Bukan berarti bahwa The Crossing – Part 1 tampil datar dan buruk di sepanjang 130 menit presentasinya. Naskah yang ditulis oleh Wang Hui-ling (Lust, Caution, 2007) cukup jeli untuk tidak melulu menumpukan ceritanya pada tragedi yang akan ditampilkan di film ini. Dalam film ini, Wang mengisi garis ceritanya dengan kisah peperangan yang terjadi pada masa Revolusi China di tahun 1949 sekaligus memperkenalkan lima orang karakter utama dengan tiga kisah cinta yang terjalin antara mereka. Sebuah jalinan intrik yang cukup kuat untuk membentuk sebuah film yang dapat berdiri sendiri – dan Woo mampu memberikan arahan yang mumpuni bagi jalinan kisah tersebut.
Tidak dapat disangkal, kelima pemeran utama The Crossing – Part 1 merupakan sumber kehidupan yang sangat esensial bagi film ini. Meskipun penggalian karakter yang mereka perankan cukup terbatas, Takeshi Kaneshiro dan Song Hye-kyo tampil tidak mengecewakan. Begitu juga dengan Huang Xioming dan Tong Dawei – yang berhasil tampil kuat lewat penampilan mereka. Zhang Ziyi sendiri diberikan plot pengisahan yang paling luas dibandingkan pada pemeran lain. Karakter Zhang merupakan karakter pencuri perhatian emosional utama dan tugas itu sendiri mampu dieksekusi Zhang dengan baik. Setiap penonton akan merasakan kepedihan yang dirasakan oleh karakter yang dihadirkan Zhang dengan begitu mendalam. Dari sisi teknikal, The Crossing – Part 1 juga memuaskan. Tata sinematografi arahan Zhao Fei mampu menampilkan keindahan yang cukup membuai dalam tiap adegan film. Begitu juga dengan tata musik karya Taro Iwashiro yang memberikan dorongan kehidupan lebih bagi jalan penceritaan tanpa pernah menghadirkannya secara memaksa atau berlebihan.

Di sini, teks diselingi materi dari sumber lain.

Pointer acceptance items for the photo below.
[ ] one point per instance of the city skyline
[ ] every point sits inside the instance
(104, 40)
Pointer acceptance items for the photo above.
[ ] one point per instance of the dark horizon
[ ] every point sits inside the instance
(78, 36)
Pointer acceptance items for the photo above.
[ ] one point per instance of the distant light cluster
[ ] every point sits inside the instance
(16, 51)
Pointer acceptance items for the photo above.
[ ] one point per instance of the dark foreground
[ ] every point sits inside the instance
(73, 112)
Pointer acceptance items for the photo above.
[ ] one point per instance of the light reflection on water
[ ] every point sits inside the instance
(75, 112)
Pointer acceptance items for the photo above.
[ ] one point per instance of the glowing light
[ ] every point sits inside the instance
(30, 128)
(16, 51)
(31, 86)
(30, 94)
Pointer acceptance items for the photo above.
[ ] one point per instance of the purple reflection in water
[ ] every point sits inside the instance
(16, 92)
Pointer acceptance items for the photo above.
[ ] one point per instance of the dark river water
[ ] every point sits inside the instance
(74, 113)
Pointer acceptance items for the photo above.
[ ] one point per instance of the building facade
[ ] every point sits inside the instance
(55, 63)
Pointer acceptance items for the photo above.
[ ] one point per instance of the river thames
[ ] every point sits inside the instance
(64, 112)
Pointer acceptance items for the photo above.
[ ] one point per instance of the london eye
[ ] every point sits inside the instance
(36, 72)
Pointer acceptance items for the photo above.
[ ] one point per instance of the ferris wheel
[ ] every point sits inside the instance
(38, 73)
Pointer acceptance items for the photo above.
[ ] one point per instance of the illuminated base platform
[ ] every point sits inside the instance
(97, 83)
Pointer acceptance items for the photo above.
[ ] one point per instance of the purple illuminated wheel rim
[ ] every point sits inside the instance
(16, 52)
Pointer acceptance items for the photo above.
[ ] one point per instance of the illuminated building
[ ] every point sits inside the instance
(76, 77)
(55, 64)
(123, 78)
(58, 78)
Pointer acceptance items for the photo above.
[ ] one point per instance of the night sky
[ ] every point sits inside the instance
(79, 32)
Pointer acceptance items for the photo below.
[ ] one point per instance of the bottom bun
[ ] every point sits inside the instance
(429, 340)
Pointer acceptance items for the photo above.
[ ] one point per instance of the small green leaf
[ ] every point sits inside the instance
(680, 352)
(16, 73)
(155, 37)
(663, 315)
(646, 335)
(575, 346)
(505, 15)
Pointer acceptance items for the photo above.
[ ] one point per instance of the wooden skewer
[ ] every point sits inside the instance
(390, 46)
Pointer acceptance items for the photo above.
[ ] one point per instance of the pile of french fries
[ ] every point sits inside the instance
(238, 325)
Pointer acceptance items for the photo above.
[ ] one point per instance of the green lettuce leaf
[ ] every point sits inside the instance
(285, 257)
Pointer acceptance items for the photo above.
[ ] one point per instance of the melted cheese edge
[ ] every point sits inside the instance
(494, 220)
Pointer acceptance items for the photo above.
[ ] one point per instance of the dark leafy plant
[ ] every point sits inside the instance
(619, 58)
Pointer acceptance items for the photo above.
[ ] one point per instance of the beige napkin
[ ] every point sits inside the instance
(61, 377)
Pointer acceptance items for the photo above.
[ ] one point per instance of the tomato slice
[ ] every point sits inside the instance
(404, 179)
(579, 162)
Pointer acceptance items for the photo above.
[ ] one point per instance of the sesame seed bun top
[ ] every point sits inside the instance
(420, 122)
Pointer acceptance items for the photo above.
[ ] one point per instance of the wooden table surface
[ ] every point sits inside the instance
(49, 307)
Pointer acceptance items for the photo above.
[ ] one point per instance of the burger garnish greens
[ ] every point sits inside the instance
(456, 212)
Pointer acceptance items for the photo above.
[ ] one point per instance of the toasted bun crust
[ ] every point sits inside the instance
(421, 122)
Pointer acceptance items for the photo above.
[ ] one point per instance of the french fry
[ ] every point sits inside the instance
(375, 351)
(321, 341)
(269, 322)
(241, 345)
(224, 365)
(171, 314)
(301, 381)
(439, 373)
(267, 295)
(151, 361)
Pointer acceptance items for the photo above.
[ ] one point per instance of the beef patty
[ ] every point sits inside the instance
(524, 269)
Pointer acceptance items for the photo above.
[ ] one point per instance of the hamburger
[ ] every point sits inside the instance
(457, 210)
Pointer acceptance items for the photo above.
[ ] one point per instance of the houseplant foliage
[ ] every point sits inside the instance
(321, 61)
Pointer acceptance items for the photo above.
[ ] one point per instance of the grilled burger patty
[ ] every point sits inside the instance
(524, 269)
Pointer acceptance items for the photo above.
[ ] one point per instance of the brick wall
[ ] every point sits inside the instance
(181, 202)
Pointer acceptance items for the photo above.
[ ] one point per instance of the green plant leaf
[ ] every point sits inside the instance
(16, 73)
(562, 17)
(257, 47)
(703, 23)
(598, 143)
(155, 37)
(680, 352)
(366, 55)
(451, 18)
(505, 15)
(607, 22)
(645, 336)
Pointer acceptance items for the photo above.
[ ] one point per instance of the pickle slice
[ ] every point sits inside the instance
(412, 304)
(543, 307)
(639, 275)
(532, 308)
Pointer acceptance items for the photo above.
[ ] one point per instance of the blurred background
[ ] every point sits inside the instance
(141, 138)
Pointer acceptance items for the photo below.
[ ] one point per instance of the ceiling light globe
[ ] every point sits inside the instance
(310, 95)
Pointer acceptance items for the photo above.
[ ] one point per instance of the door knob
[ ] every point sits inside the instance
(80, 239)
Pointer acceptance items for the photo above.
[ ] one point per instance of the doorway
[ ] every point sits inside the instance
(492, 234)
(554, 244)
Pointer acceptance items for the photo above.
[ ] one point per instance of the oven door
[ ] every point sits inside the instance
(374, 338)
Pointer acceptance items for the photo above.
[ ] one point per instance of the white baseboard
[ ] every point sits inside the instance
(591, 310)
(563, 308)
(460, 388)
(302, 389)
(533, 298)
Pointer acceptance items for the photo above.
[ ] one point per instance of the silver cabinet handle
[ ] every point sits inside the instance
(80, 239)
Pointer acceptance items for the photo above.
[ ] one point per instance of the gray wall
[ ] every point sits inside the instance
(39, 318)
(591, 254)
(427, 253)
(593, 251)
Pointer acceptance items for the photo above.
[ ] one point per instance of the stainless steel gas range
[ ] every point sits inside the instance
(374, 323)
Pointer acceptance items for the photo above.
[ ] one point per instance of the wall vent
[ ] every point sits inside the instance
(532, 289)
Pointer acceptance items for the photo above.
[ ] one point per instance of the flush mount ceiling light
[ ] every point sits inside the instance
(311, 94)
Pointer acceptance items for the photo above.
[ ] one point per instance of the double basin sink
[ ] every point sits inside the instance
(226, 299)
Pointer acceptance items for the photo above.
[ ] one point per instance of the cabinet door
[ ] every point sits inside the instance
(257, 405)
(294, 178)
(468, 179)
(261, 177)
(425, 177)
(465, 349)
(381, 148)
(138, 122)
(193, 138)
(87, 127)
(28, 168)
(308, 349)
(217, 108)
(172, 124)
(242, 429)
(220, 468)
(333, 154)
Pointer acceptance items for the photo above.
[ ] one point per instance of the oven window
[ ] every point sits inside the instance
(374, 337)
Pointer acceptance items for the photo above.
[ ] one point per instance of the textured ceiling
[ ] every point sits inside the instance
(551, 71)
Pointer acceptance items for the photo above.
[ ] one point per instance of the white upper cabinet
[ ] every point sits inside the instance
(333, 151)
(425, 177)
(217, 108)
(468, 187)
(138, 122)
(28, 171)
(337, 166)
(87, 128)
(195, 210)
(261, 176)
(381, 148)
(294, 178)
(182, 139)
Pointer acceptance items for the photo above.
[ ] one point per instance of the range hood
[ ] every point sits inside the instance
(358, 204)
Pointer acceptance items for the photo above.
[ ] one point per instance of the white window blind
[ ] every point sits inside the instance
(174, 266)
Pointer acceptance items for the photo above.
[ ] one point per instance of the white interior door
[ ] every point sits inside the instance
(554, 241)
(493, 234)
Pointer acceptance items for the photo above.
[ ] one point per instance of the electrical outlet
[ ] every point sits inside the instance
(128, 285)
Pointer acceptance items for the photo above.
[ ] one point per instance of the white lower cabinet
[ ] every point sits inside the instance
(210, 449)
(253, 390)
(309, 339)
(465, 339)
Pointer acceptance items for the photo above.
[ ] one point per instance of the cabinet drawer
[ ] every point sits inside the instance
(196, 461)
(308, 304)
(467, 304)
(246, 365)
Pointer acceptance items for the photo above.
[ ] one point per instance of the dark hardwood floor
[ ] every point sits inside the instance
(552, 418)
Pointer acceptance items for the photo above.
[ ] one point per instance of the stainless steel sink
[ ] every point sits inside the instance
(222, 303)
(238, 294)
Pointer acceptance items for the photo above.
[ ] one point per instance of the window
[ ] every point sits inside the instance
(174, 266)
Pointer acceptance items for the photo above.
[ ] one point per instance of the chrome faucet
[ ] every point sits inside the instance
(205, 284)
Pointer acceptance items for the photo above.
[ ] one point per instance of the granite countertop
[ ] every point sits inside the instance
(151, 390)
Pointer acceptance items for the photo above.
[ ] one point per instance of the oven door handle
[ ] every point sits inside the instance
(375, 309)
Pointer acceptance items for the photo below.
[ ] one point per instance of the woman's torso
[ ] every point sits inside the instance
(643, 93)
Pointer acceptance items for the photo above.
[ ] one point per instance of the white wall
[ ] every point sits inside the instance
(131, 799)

Memang, The Crossing – Part 1 masih terasa menahan diri dalam pengisahannya. Masih jauh dari kesan epik. Meskipun begitu, John Woo tetap mampu menjadikan bagian ini lebih dari sekedar sebagai teaser sepanjang lebih dari dua jam mengenai apa yang akan disiapkannya bagi penonton di bagian kedua film. Mewah dan cukup indah dalam segala keterbatasan penceritaannya.